Paul's memories of Philippi, and especially of the brethren there were very pleasant. With joy, he remembered them in his prayers asking they would be faithful until Jesus came again. The fellowship, the support, which they had provided for Paul, from the beginning of their walk as Christians until now, brought joy to Paul's heart. They had shown their love for Paul, and endeared themselves to him, since they had been with him, whether in bonds or free, both defending and confirming the gospel. Because they were partners with him in what he did, they were also partners with him in the grace he received.
Notice, Paul both defended and extended the gospel: and the saints at Philippi supported him in both. It is necessary to defend the gospel, and to support those who do. It is also necessary to extend the gospel, and to support those who do. It is sad to see those who are willing to defend the gospel, but unwilling to extend it. As it is equally sad to see those who are willing to extend the gospel, but unwilling to defend it. Philippi becomes an example of the support that should be given to all preachers of the gospel, whether they are extending or defending the gospel. It is sad to see the way that preachers have to beg for Christians and churches to support the spread and defense of the gospel.
God knew the love that Paul had for the Philippians. He loved them as brethren in Christ who had the same love for the gospel and for Christ as he did.
Paul prayed that the Philippians might grow in love: gaining more knowledge and better judgment to know what they might approve of in all sincerity without stumbling.
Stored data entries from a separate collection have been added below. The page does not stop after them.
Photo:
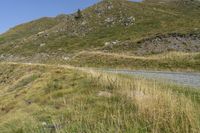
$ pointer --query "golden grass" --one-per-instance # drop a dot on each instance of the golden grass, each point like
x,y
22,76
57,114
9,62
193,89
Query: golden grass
x,y
63,100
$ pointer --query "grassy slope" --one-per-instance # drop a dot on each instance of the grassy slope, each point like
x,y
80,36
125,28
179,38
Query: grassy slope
x,y
171,61
52,99
150,20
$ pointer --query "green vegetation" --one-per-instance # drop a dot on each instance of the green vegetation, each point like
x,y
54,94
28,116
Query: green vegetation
x,y
70,100
91,32
173,61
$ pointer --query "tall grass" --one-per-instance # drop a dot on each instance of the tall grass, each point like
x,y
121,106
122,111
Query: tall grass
x,y
69,100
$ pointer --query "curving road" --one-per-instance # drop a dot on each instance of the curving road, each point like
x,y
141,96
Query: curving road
x,y
182,78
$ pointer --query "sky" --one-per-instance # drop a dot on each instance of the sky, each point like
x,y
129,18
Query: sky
x,y
15,12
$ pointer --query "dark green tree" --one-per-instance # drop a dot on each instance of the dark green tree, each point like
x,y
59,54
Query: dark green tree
x,y
78,14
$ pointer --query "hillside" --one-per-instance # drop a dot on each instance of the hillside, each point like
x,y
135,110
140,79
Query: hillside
x,y
111,26
37,98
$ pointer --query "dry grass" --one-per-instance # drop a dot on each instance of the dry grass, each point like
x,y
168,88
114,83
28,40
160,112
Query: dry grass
x,y
70,100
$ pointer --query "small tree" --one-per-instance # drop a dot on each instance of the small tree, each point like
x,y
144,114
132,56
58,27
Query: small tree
x,y
78,14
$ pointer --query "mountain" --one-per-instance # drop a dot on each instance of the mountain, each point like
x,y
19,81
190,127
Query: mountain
x,y
112,26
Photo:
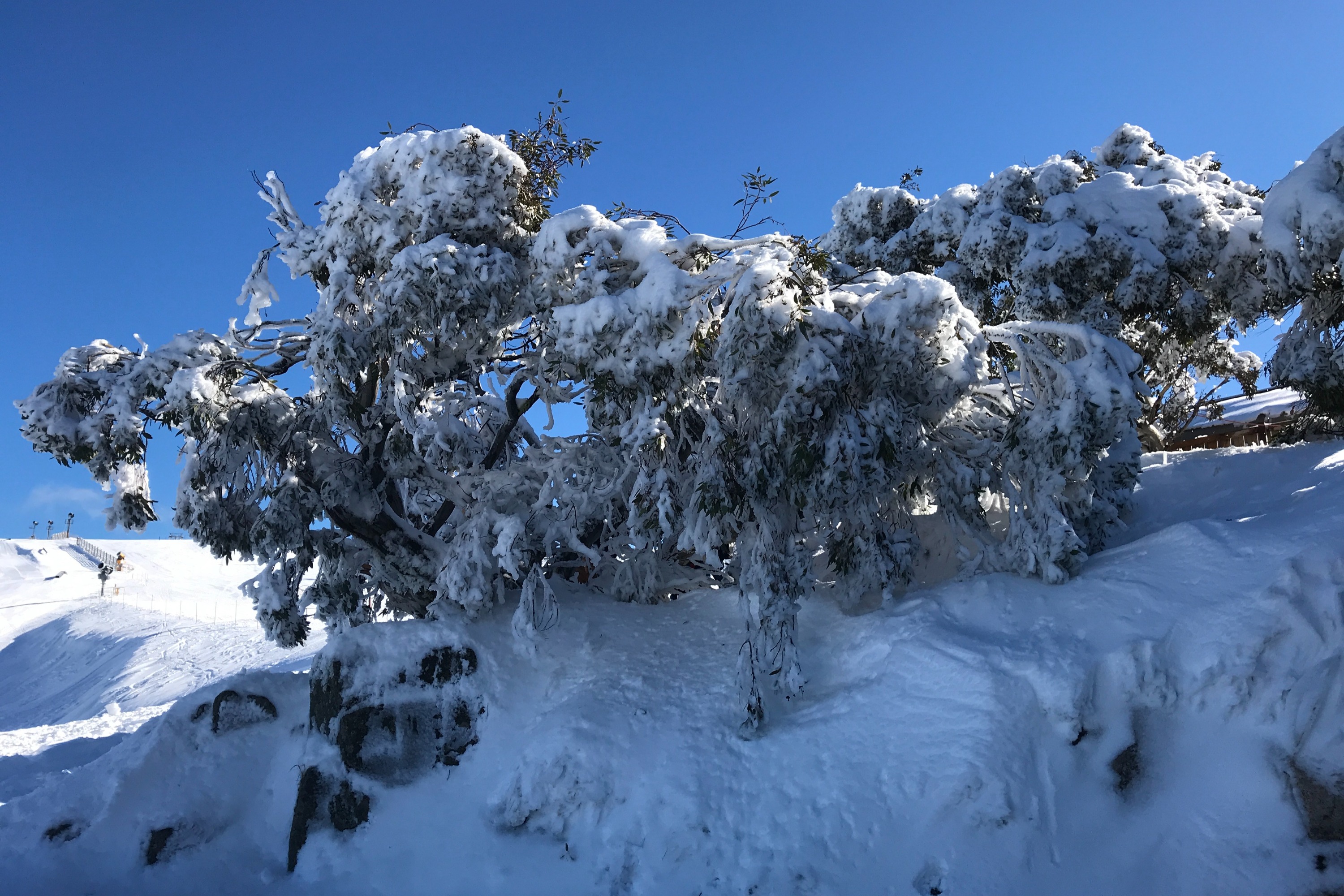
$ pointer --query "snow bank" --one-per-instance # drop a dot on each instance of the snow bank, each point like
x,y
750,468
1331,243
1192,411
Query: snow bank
x,y
1148,727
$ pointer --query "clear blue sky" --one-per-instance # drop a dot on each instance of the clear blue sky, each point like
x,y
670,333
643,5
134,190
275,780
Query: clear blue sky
x,y
131,129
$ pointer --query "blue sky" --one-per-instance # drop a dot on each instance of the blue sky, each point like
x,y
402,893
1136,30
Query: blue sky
x,y
131,129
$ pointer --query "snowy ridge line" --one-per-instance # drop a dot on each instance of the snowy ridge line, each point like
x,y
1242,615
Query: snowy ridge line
x,y
140,595
27,742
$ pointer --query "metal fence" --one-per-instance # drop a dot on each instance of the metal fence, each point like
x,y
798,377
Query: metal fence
x,y
96,552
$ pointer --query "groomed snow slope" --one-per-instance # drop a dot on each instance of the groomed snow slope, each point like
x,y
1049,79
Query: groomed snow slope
x,y
971,739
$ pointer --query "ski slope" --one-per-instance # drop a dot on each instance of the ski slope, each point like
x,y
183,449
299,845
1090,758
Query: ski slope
x,y
1137,730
Their love was to be for God, for Christ and for the truth. Their love would spur them to gain in knowledge. Their knowledge of the gospel (of the revealed word of God, as we have it in the New Testament) would give them the wisdom to know what was right and what was wrong. This would allow them, in good conscience, to approve the right things, without making mistakes, or stumbling.
The same is true for us. We must love the truth. We must gain in knowledge, so that we can make sure that we approve of the correct things, and not stumble.
With the growth in knowledge and wisdom, the brethren at Philippi could be preserved till Jesus comes again, or the day of judgment. They would be preserved by the “fruits of righteousness” that instruction in the gospel would bring. It would allow them to be fruitful in the works of God, keeping them in the grace of God. These good works would be their light, giving glory to God through Jesus Christ.
Matthew 5:14-16: You are the light of the world. A city that is set upon a hill cannot be hid. Neither do men light a candle, and put it under a bushel, but on a candlestick; and it gives light to all who are in the house. Let your light so shine before men, that they may see your good works, and glorify your Father Who is in heaven.